私には彼女が本気でそう思って言ったのか、もしくは、0歳を預けていることに引け目を感じて反発してそう言ったのかがわからなかったのですが、難しいですね。
Posted by IT関係者 at 2016年03月19日 02:51
米国在住の者です。

米国ニューヨーク州(Cityでなく郊外)ですが、保育園への補助金などなしで、ほぼすべて私立の保育園です。保育料は0歳児で月16万ぐらい、2歳児以上で月10万ぐらいです。3歳児ぐらいだと教育学科の学士または修士を持つ保育士(というより先生?多分給料も割ともらってる)と補助に着くただの保育士(多分給料も安い)で分業してる感じです。質が悪いと感じたことはないです。周りはみんな共働きで高い保育料払ってますね。

低所得者層保護に保育園への支払いに限定された給付金があるみたいですが詳しくありません。中高所得者層は税金で保育料の控除あるけど微々たるものです。

0歳児に月30万の補助って、1人の保育士が3人見るなら90万補助+保育料で100万?儲かりそうですね。補助金なしで保育料16万x3=48万で保育士に30万払えないの?
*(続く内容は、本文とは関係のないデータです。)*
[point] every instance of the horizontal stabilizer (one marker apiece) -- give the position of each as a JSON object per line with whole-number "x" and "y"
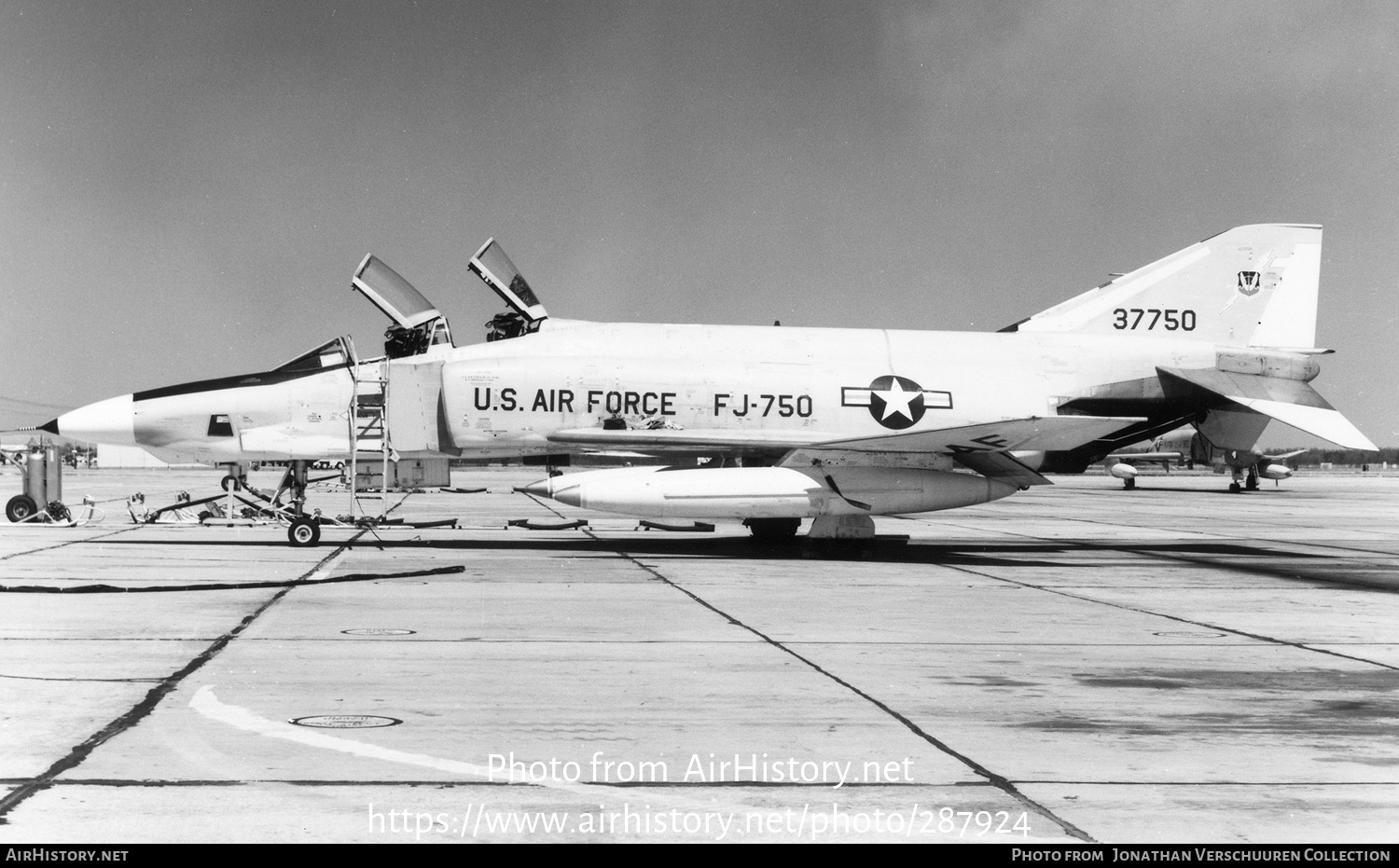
{"x": 1289, "y": 402}
{"x": 1325, "y": 424}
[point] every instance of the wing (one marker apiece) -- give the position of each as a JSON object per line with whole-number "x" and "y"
{"x": 1152, "y": 457}
{"x": 985, "y": 448}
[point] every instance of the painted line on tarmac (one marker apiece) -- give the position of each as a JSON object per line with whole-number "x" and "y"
{"x": 145, "y": 708}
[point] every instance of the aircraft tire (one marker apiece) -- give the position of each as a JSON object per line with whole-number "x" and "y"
{"x": 772, "y": 529}
{"x": 304, "y": 531}
{"x": 20, "y": 507}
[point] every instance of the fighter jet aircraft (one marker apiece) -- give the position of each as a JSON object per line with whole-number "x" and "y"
{"x": 827, "y": 424}
{"x": 1188, "y": 448}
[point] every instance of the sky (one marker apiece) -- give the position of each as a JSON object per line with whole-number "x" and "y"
{"x": 187, "y": 187}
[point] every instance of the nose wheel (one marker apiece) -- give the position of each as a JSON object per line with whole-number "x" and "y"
{"x": 304, "y": 531}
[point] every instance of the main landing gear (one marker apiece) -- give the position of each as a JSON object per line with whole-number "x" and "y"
{"x": 1250, "y": 481}
{"x": 304, "y": 530}
{"x": 772, "y": 529}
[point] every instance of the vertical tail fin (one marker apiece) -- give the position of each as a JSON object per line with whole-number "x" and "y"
{"x": 1248, "y": 287}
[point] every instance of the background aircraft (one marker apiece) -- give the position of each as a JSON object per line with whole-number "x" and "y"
{"x": 1186, "y": 448}
{"x": 830, "y": 424}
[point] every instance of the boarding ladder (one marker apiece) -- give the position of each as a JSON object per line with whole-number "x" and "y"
{"x": 368, "y": 434}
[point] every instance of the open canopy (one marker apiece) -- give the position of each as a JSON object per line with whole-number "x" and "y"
{"x": 392, "y": 294}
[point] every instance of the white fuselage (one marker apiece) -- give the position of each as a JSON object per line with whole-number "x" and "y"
{"x": 504, "y": 399}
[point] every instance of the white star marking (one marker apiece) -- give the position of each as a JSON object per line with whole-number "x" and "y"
{"x": 897, "y": 400}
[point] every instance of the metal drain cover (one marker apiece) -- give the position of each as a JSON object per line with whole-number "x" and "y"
{"x": 346, "y": 722}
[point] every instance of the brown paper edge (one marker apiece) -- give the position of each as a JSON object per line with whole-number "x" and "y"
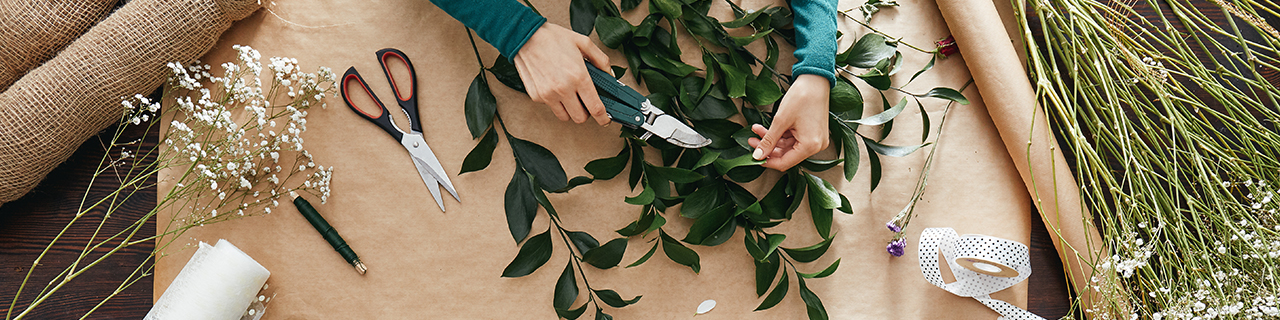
{"x": 997, "y": 67}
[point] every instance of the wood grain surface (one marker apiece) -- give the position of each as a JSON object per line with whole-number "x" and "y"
{"x": 28, "y": 224}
ちなみにニューヨーク州は障害者教育補助は充実していて0〜2歳児は週5回ほど専門の資格を持った人が家庭へ訪問して療育、3〜5歳児からは障害者健常者混じった専門保育園で送り迎えのバス付き。しかも全部無料です。これには一人月30万以上の補助金出てると思います。
Posted by Dawn at 2016年03月19日 03:29
> 10万ならいらない、預けて働く

 それは当然でしょうね。認可保育園に入れるなら、
  ・ 約10万円の給料をもらえる
  ・ 働く時間は週24時間だけ。(3日分)
  ・ 2〜3万円の保育料を払うだけでいい
  ・ 30〜50万の補助金投入効果のサービスを受ける

 労働は半人分で、受けるサービスは2人分。ならば、働く方がお得です。

 一方、私の案は、
  ・ 働かずに もらえる額は 15万円。
  ・ 働いて 預ける保育料も 15万円。
 どちらが得だということもありません。単純にライフスタイルしだい。通常、低所得者と高所得者で異なります。月収 10万円の人が、15万円を払うというのは、まず考えられません。(その 15万円は国からもらえるとしても。)
Posted by 管理人 at 2016年03月19日 07:12
 最後に [ 付記3 ] を加筆しました。